The school had already found pot and some other things they shouldn’t have found in her bag, and Kara was grounded, but she felt like she was in charge of her own life and other things you think when you’re seventeen and it’s the oldest you’ve ever been.
She went to the party to drink enough to be someone else. Her friends danced with her and she kissed someone who tasted bitter.
Then, she got out of the house to sit alone and smoke, again. The party was loud and bright and she wanted to sleep.
Kara heard a thin voice call her, and turned. Cold grass creaked under his shoes. His smile was small but warm. His eyes glowed big as he sat next to her.
Her heart was the stadium during a Metallica show.
His hands were lean and white on his jeans and his curls were ruffled. His skin was sweaty, but he was wearing a jacket.
"Are you okay?"
Al had nodded, then, turned to her. "They sent me to you."
"For what?"
He had swallowed, his eyes jumping from one of hers to the other. He smelled of some soap and alcohol, no perfume. His collarbone was showing, wet, under his thin shirt.
"I need something. Do you have any?"
She had blinked, opened her mouth to reply, but he had stood up. "If you don’t have it, that’s okay."

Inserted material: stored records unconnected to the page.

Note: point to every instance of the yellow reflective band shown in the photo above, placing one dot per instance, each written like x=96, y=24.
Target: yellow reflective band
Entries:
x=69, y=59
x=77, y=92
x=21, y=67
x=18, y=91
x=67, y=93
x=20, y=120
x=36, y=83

Kara had produced one pill. That was all she had, and it was supposed to be for her. "Have you ever taken one?"
He had looked at it and nodded.
"Are you sure?"
Al had nodded again.
"Don’t take it if you’re going to be alone."
He had put folded money in her open palm and gulped it. His Adam’s apple had moved up and down.
Then, Al had disappeared. She had felt so stupidly happy. The party was feeling brighter and warmer, her friends had started to hug each other and tell stupid things out of the high, everyone was smoking, and the whole house had started to look like a sauna or something. She didn’t know if she could say that she knew him, but they had talked. They had had a conversation. And that was certainly something to start from, even to build a friendship.
Then, a low yell. Another.
Al’s name was repeated a dozen times, and she had walked through the curtain of smoke until she had found him.
Kara had knelt, her vision blurry. The alcohol and the pot were singing in her veins. Al’s eyes were red, his lips were parted, the vein’s on his neck evident and pulsing. A good-looking girl was crying next to him, his boyfriend was holding his face in his hands.
She had tried to call the ambulance and had failed four times.
“I can’t breathe.”
Kara had frozen. Her heart was the stadium after a Metallica show.
Al’s boyfriend was a slender, tall boy with pale skin and a look in his eyes that sent shivers down Kara’s back. It had been a pleasure so great to him to accuse her in court that he was trembling and could hardly speak at the end. Al’s friends had smiled at him and some of them had cried.
One word.
The judge had asked him to swear on the Bible. He had. The attorney had asked him if he had seen Kara Hoffman give the pill to his boyfriend.
One word.
One word later she was on a small bus, handcuffed, an officer sitting next to her looking straight in front of himself.
Her heart was the airport where a plane had crushed its landing.